Es hatte Mahnwachen und Proteste gegeben, Frauen wurden vor den Einrichtungen angesprochen, Ärzte und Helfer fühlten sich diffamiert, man versteht sofort, dass das unangenehm für Schwangere und Personal gewesen sein muss. Einen Raum zu schaffen, der frei ist von der oft gewiss unerträglichen Konfrontation mit extremen Ansichten, ideologischem Denken, moralinsaurer Verachtung - das erscheint daher eigentlich als eine gute Lösung.

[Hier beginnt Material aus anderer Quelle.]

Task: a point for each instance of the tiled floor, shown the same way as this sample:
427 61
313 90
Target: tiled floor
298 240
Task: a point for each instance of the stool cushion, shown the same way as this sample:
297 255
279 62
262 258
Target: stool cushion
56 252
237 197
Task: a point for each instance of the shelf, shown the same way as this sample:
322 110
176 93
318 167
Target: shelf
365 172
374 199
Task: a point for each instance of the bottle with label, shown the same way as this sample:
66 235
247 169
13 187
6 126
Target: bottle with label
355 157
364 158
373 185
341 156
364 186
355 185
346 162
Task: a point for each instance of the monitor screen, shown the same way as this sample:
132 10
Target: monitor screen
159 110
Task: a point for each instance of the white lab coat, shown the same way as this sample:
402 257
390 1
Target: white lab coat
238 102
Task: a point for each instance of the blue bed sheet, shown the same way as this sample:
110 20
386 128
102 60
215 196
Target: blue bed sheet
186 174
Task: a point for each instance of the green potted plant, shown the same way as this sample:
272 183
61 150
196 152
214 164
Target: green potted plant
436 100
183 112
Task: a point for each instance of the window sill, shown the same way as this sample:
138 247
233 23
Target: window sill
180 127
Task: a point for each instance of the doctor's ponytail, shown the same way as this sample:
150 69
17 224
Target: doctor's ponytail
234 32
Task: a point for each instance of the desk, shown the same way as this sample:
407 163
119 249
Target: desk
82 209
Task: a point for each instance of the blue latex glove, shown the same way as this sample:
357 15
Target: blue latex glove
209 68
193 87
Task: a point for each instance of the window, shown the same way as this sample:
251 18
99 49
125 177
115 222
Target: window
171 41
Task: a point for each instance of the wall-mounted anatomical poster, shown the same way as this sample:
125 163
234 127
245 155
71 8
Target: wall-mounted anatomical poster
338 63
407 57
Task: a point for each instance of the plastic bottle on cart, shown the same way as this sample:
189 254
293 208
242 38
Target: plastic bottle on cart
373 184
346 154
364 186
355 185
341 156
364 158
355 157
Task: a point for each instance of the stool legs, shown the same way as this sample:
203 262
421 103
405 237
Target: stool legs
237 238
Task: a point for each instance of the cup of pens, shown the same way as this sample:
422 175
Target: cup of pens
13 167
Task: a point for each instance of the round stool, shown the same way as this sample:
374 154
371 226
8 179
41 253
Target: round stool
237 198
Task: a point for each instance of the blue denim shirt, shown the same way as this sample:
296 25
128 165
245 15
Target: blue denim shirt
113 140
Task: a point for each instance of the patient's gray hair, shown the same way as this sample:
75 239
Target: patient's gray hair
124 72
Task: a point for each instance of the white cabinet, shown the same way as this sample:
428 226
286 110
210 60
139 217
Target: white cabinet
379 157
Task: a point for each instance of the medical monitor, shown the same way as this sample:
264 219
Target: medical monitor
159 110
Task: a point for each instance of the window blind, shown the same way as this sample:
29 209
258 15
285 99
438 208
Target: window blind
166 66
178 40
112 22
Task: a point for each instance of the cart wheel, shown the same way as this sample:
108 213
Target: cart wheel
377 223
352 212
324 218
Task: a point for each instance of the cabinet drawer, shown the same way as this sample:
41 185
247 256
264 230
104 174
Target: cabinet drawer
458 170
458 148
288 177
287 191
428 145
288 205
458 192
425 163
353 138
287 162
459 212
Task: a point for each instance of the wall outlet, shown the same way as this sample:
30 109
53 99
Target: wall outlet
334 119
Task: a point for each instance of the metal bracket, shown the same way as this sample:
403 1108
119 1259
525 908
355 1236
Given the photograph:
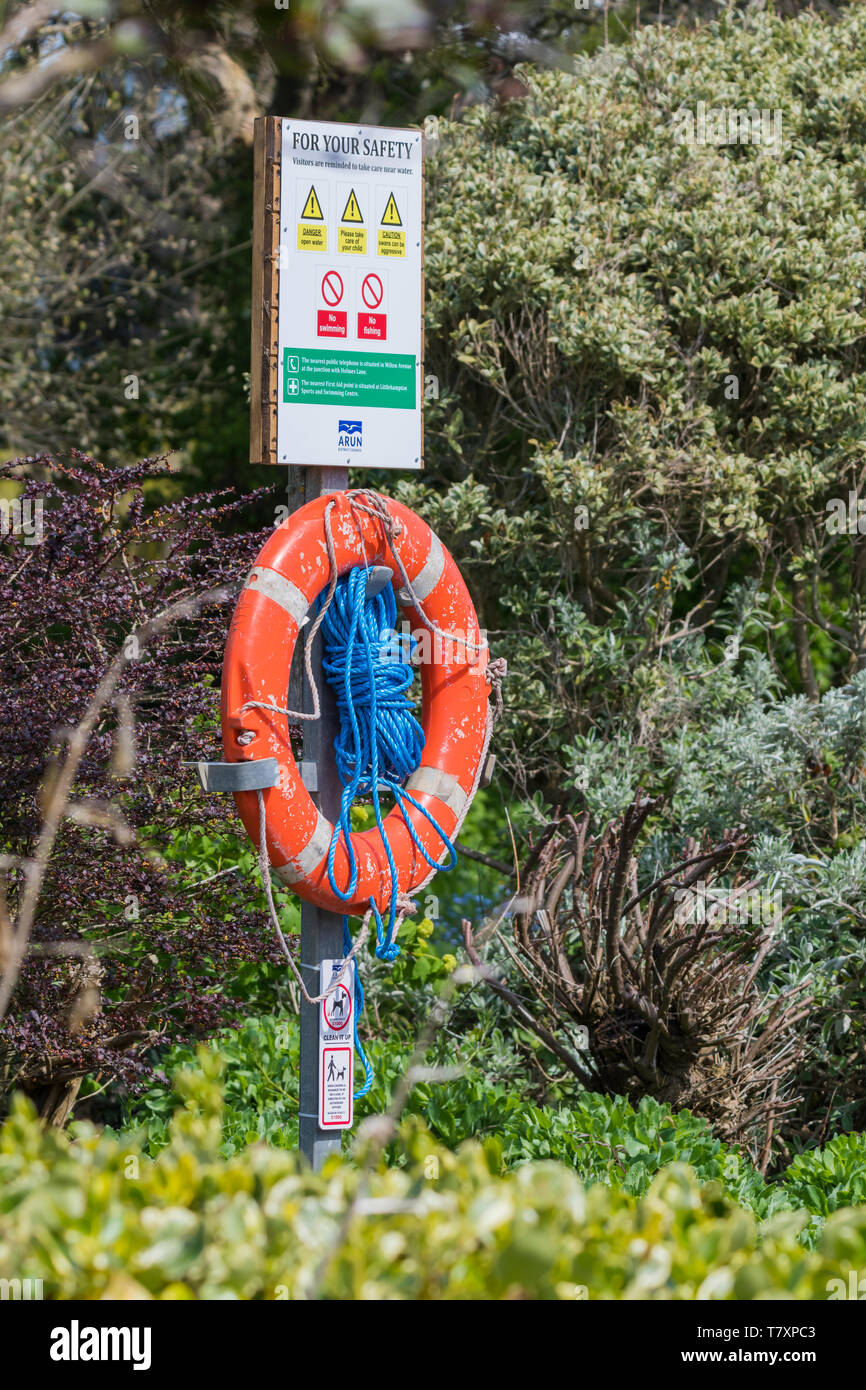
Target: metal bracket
255 774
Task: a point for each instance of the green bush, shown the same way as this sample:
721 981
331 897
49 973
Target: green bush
93 1216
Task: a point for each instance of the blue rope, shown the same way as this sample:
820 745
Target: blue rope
380 741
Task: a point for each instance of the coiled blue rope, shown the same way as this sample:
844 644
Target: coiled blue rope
378 745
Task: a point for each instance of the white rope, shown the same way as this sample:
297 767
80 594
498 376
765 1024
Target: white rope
377 506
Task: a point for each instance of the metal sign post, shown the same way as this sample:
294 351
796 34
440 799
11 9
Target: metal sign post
337 378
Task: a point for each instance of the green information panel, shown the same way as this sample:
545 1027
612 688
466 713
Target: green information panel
317 377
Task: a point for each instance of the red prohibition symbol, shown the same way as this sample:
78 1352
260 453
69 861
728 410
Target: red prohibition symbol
331 288
371 291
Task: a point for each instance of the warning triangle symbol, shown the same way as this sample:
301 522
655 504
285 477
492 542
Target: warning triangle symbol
352 211
312 207
391 217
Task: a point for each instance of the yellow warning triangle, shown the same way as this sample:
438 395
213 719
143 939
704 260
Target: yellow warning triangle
391 217
312 207
352 211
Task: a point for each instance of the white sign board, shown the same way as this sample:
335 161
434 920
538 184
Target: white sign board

Es muss also darum gehen, miteinander zu diskutieren, anstatt jeder für sich

Andererseits könnte einem neben der offensichtlichen Meinungsfreiheit einfallen, erstens, dass Schwangerschaftsabbrüche in Deutschland nach wie vor rechtswidrig sind und Ungeborene laut Gesetz vom Moment der Befruchtung an geschützt sind. So rückwärtsgewandt einem das vorkommen mag im 21. Jahrhundert, man kann den Demonstranten schlecht vorwerfen, dass sie auf geltendes Recht hinweisen. Zweitens aber, und das ist viel wichtiger, lässt sich diese entzückende Idee der Ausgrenzung nur allzu gut weiterdenken. Tierversuchsgegner? Raus aus der Sperrzone. Gentechnik-Kritiker? Bitte hinter der Linie bleiben. Windkraftanlagen-Verhinderer? Zurück ins Dorf.

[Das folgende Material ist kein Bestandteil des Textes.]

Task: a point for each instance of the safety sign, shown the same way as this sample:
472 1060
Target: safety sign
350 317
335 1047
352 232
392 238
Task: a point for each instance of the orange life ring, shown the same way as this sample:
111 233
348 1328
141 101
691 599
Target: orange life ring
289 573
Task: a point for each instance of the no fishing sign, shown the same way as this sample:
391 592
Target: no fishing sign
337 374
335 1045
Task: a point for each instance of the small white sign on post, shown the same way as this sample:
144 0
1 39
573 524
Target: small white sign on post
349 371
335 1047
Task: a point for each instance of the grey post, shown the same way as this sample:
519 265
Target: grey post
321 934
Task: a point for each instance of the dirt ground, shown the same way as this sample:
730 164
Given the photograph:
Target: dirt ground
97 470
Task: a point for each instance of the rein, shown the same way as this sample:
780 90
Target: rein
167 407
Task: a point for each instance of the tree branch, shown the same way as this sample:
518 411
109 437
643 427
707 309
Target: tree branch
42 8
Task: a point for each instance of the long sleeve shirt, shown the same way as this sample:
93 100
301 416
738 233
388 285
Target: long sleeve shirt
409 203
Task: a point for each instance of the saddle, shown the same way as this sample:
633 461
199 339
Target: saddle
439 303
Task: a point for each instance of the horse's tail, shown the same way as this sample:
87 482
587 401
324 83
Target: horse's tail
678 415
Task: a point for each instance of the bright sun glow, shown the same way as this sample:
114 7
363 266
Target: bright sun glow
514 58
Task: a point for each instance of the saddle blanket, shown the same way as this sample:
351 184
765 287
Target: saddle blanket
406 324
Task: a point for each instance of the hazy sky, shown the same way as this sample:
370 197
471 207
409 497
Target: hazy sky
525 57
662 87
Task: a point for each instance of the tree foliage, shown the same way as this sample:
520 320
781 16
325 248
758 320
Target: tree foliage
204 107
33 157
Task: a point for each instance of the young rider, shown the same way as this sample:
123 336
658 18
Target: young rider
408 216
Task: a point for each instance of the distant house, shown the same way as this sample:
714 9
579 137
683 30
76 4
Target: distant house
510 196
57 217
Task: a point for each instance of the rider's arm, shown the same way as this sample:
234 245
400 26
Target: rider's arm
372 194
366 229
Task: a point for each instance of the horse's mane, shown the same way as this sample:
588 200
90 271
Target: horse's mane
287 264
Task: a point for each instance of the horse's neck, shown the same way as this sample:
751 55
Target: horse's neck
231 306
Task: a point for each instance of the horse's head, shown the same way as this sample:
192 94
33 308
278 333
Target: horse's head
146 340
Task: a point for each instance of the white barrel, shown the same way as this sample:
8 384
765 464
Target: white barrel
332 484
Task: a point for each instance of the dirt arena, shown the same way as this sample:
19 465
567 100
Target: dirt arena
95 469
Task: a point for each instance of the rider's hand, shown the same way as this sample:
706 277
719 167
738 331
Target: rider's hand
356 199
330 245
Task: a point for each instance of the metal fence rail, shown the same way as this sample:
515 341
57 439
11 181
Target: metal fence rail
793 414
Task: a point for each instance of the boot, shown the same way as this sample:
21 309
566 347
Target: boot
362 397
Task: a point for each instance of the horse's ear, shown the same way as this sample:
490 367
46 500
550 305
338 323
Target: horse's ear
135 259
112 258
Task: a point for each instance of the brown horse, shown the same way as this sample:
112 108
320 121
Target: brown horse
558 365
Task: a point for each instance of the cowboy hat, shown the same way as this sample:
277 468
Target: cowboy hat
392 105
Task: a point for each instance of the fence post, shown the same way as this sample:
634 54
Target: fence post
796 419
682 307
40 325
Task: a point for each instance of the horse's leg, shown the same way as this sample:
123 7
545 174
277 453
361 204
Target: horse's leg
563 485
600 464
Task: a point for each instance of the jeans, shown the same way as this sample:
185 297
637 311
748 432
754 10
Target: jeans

Dabei sollte man inzwischen eigentlich so weit sein, dass man das Meidungsverhalten gegenüber radikal oder unvernünftig oder nur den eigenen Positionen widersprechenden Gruppen als kontraproduktiv erkennt. Je mehr Sperrzonen es gibt, desto gespaltener wird die Gesellschaft. Es muss also darum gehen, miteinander zu diskutieren, anstatt jeder für sich. Es geht um Dialog statt Abwehr. Das hat alles seine Beschränkungen, und es muss aufhören, wo Menschen angegriffen, wo verfassungswidrige Ansichten vertreten werden - wo es wirklich hässlich wird. Aber dass Forscher heute Tierschützern zuhören, oder Experten auf Veranstaltungen von Impfgegnern mitdiskutieren, ist der wichtige Versuch, eine Gesellschaft zusammenzuhalten.

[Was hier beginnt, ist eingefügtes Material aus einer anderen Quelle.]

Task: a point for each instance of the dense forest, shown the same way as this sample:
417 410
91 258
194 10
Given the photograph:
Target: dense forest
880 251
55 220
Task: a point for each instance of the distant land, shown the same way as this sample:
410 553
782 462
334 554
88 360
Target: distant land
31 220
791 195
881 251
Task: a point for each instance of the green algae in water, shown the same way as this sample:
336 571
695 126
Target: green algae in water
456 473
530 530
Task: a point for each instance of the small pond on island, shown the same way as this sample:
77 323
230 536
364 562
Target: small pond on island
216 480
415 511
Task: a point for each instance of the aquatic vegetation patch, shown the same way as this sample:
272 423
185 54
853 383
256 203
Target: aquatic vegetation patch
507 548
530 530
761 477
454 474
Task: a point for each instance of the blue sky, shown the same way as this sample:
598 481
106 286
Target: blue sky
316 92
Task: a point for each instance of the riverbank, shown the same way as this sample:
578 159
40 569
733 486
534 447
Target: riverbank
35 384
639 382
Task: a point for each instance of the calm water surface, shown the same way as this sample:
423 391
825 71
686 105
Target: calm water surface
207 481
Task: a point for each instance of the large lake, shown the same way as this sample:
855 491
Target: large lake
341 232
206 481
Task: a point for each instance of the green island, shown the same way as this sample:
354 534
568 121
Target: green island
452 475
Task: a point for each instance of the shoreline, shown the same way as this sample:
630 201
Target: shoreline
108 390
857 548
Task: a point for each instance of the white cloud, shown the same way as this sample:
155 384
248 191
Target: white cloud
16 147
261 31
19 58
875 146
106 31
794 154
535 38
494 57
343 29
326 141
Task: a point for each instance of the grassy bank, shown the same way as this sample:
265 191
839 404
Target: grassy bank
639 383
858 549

Das ist nicht immer bequem und sehr oft ist es auch sinnlos. Man wird Abtreibungsgegner kaum davon überzeugen, dass der Schwangerschaftsabbruch für Frauen eine wichtige Option ist. Aber Sperrzonen machen es nur schlimmer - und führen zu dem, was man schon zu erkennen glaubt, nämlich zur Radikalisierung. Zum Glück ist das in Hessen jetzt nicht passiert, die Idee wurde verworfen. Aber wer weiß, wer sie als Nächstes wieder hervorkramt.